Robot store clerks never stop improving
For instance, Lowes Cos. “employs” OSHbot in the stores of its Orchard Supply Hardware subsidiary. The robot speaks multiple languages and helps customers find products. Need a toilet flapper valve? Not a problem. OSHbot can bring you to the correct aisle.
“Using science fiction prototyping, we explored solutions to improve customer experiences by helping customers quickly find the products and information they came in looking for,” said Kyle Nel, executive director of Lowe’s Innovation Labs. “As a result, we developed autonomous retail service robot technology to be an intuitive tool customers can use to ask for help, in their preferred language, and expect a consistent experience.”
Is Lowes’ use of OSHbot the best application of retail automation?
“What we need to do is strip away the idea of a shop assistant to the simple functions that need to be performed,” noted The Guardian. “For example, impart knowledge of a product range, present a particular item (or item in a certain size), and then apply the technologies we have to see how we can do this best.”
Target Corp. stores also use a robot store clerk. Simbe Robotics Inc. claims that its Tally is the world’s first autonomous shelf auditing robot.

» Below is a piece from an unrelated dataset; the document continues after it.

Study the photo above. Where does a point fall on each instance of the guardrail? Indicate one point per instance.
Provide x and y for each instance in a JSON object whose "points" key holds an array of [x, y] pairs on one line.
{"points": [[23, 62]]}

It debuted at the Food Service Institute’s FMI Connect event.
If Tally succeeds, it will be able to perform the mundane task of checking shelves in supermarkets to keep their suppliers abreast of product status and capture the real-time activity around different foods.
“Robots are a part of both business and personal lives,” said Doug Baker, vice president of private industry relations, private brands, and technology at the Food Marketing Institute in a blog post about Tally’s debut. “Currently, we see robotics primarily in manufacturing in our industry, but what can we look forward to seeing in our offices and grocery stores in the near future?”
The question will be answered in time, but meanwhile, retailers from all sectors are getting on board quickly with robot store clerks to supplement their labor requirements and meet customer needs.
In April, Bossa Nova Robotics raised $14 million for its autonomous inventory robots. The company, which has offices in Pittsburgh and San Francisco, said it’s testing its retail robots with major chains.
In the Chelsea section of downtown Manhattan, the Best Buy Co. store has its own robot: Chloe. Customers enter their desired electronics product from an interactive kiosk, and Chloe retrieves it.
The robot store clerk can deliver a movie, a case, or a host of other merchandise to the customer in as little as 30 seconds.
Retail automation seen as key to competitiveness
When consultancy Deloitte Touche Tohmatsu Ltd. and MHI, a leading logistics and supply trade association, surveyed industry thought leaders about technology adoption, robotics were one of “four top technologies provide a competitive advantage” and one of the fastest-growing technologies they cited.
“Fifty-one percent of survey respondents said that robotics and automation have the potential to either create competitive advantage or be a disruptive force in their industry, and 77 percent said they will have some impact,” said the report. “Adoption is currently 35 percent. It is expected to rise to 74 percent over the next six to 10 years.”
OSHbot has been in use since 2014, and other retailers have been testing retail automation. For instance, Duane Reade Inc. had a holographic greeter in New York. More customer-service robots are likely to come.
Robots for retail will not only become more complex, sophisticated, and capable, but also more widespread — among large and small retailers alike.
Whether or not a chain has robot store clerks and how effectively they are used will factor into its competitive edge. If all goes well, robotics would help the bottom line, since there’s no work schedule, Social Security tax, healthcare benefits, or living wages to pay outside of their amortized cost and maintenance.
However, robot store clerks are likely to be a disruptive force for the retail industry in both the short and long term.